Evaluation of Treatment
The left eyes of each of the rabbits were observed every day using a slit lamp (SL-D7, Topcon Corp., Tokyo, Japan). Photographs were taken and two blinded observers (Dr Wenxiang Lin and Dr Libei Zhao) gave scores according to the rating standard as mentioned in Table 1 on the second, fourth, and eighth days.
Anterior Segment Optical Coherence Tomography (AS-OCT)
Rabbits underwent the AS-OCT (Phoenix MICRON™, Phoenix Technology Group, LLC, Pleasanton, CA, USA) scans to observe the perpendicular view of the cornea after treatment.
Quantification of Bacterial Colony-forming Unit
The rabbits were euthanized with an intravenous 3 mL lidocaine and 3 mL air intravenously. On the fourth and eighth days, rabbit corneas were harvested by trephination, homogenized, and diluted serially in sterile PBS followed by fine homogenization. The homogenates were then plated in Baird-Parker plates (Comagal Technology Co., Shanghai, China). The plates were incubated at 36±1°C for 48 h. The colonies were validated in the coagulase plasma test. The numbers of colonies were counted, and the results expressed as log10 number of CFU/cornea.
Left eyes were enucleated after rabbits were sacrificed on the seventh day of treatment and fixed in 4% paraformaldehyde followed by dehydration with a serial concentration of ethanol (75% for four hours, 5% for two hours, 90% for two hours, 95% for one hour, 100% for half an hour) and cleared with xylene for 35 min. Tissues were embedded into paraffin and cut at the equatorial area with 4 µm thickness using a microtome. The sections were stained with H&E and then scanned by a Pannoramic Scanner (3DHISTECH Ltd, Budapest, Hungary). The histopathological images of ocular tissues were scored by a pathologist blinded to the experimental design. Corneal pathology scores were graded as following: a sprinkling of inflammatory cells affecting ≤1/4 of the corneal tissue was scored as minimal (1), with dense packing of inflammatory cells affecting 1/4–1/2, 1/2–3/4, and ≥3/4 of corneal stromal tissue was recorded as mild, moderate and severe (2, 3, 4) respectively.29,30 The iris and ciliary body were graded for signs of swelling and inflammatory cell infiltration from normal (0) to severe (4).

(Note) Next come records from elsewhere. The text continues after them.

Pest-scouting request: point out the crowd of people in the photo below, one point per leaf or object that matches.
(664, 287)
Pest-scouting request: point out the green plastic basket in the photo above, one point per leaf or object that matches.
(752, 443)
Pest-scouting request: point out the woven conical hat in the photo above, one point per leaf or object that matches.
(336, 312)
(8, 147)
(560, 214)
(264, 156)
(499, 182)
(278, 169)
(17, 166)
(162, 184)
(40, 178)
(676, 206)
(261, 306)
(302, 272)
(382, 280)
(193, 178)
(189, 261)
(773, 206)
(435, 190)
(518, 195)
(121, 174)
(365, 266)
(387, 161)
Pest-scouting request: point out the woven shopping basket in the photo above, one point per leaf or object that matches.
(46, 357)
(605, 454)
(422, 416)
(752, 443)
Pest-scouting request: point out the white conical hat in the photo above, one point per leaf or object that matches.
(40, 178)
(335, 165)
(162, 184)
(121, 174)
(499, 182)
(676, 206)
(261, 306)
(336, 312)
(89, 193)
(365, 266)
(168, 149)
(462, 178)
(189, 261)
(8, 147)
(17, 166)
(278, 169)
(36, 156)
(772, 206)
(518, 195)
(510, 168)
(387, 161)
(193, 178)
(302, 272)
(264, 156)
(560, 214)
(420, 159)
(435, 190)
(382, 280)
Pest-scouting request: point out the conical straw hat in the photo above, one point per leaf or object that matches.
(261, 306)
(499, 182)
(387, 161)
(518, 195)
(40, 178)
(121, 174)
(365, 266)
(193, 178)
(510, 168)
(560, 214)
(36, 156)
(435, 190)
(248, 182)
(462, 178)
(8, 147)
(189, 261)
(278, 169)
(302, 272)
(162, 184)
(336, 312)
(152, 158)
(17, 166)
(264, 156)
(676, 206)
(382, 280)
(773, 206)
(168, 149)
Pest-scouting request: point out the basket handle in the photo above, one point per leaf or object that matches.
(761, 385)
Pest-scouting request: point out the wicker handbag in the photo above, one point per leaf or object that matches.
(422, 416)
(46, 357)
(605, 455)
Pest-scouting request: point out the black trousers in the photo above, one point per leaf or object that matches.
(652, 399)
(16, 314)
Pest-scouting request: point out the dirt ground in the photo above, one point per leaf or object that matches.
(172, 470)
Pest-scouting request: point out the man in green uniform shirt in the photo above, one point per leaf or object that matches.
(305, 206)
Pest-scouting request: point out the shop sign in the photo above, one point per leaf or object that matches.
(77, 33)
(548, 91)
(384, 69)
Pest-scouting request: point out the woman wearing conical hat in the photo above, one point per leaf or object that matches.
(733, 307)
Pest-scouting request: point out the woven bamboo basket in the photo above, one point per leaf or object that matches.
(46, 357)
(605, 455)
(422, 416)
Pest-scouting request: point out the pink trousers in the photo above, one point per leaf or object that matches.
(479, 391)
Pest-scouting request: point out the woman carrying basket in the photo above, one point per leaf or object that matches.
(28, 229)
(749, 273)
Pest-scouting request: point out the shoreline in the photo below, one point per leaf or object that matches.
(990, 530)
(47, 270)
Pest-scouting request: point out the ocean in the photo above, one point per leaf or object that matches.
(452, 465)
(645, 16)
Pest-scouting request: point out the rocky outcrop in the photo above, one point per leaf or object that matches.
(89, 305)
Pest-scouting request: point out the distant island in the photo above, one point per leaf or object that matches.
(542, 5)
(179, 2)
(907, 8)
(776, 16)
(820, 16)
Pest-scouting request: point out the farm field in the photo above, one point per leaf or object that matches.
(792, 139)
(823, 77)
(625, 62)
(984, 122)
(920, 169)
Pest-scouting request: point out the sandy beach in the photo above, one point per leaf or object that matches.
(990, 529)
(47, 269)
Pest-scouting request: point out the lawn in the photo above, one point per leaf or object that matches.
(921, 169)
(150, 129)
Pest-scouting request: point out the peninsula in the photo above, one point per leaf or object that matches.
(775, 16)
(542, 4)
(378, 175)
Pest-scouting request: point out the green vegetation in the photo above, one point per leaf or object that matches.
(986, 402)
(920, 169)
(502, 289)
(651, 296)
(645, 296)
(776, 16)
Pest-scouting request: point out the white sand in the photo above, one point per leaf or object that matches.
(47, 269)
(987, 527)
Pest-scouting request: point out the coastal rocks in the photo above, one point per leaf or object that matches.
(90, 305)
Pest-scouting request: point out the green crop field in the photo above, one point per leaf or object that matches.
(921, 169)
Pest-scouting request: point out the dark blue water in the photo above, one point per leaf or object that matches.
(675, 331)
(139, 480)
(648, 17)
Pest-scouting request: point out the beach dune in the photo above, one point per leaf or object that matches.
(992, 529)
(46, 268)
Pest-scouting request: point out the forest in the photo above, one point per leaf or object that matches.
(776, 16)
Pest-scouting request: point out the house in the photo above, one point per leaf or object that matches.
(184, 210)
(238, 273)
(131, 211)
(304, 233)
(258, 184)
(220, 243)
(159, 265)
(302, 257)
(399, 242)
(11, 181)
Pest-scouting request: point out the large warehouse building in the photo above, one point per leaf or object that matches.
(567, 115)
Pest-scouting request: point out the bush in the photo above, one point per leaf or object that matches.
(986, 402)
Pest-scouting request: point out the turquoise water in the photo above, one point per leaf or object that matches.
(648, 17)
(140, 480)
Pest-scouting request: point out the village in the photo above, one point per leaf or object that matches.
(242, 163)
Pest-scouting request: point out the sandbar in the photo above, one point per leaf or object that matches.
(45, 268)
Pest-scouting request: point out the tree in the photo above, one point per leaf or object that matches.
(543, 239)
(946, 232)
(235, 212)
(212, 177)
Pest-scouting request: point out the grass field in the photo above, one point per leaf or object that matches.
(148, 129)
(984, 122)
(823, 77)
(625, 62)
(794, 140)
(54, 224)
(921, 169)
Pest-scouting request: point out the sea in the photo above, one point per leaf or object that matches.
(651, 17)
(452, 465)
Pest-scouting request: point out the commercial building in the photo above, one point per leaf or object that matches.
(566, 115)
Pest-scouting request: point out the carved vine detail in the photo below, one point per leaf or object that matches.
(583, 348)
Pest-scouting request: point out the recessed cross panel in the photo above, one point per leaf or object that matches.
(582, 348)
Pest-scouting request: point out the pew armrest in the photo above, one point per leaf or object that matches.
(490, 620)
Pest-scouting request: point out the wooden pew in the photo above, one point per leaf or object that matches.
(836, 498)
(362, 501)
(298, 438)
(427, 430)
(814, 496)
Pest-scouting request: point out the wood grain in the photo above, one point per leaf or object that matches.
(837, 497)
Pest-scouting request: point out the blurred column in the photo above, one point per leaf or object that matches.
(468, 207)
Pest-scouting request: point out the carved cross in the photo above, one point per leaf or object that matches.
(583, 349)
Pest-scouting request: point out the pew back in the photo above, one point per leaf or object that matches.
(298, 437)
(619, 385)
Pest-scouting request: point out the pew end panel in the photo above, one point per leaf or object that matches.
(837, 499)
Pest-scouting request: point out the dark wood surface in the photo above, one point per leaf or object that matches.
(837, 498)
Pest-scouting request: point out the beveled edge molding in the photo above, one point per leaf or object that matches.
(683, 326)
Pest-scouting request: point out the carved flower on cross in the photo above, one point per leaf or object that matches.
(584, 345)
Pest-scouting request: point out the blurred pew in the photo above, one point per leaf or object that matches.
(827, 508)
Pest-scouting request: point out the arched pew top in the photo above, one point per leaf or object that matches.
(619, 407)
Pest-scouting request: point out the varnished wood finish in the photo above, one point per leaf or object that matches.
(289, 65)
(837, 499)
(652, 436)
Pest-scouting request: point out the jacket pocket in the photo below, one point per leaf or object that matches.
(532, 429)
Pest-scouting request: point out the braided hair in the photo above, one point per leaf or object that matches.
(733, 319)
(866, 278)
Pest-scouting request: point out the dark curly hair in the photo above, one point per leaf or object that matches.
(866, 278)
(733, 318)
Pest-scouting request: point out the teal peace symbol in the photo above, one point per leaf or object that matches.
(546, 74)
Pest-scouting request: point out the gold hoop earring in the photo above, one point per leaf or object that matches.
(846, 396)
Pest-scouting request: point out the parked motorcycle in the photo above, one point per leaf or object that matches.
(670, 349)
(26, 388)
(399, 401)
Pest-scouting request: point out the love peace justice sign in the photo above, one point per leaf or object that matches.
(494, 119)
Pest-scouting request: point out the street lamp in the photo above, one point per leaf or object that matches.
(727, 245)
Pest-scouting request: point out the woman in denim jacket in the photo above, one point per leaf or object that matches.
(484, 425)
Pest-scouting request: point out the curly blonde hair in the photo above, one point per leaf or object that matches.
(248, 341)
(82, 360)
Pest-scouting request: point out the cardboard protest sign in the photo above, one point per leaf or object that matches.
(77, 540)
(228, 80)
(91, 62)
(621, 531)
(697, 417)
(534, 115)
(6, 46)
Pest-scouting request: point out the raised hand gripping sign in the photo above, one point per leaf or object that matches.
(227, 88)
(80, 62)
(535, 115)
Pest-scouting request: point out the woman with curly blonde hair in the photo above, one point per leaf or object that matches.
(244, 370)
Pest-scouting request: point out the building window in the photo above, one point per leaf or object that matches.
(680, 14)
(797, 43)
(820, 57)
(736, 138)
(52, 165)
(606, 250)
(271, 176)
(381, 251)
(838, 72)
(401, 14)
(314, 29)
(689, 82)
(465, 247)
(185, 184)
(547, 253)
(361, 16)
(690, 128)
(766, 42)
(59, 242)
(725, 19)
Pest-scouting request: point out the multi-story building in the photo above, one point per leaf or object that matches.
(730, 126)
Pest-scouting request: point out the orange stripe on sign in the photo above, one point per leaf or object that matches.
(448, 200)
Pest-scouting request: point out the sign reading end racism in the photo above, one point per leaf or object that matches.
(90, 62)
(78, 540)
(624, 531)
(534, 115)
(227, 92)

Statistical analyses were performed by SPSS 24.0 (IBM Corp., Armonk, NY, USA). Clinical inflammation score and pathological score were presented as median (IQR) and bacterial loads among the CTOIDD group were presented as mean ±SD. The clinical inflammation score and pathological scores were analyzed using Kruskal–Wallis test. Dunn’s test was used to compare the differences between groups. Bacterial counts were analyzed using a one-way analysis of variance. The value p<0.05 was considered a significant difference.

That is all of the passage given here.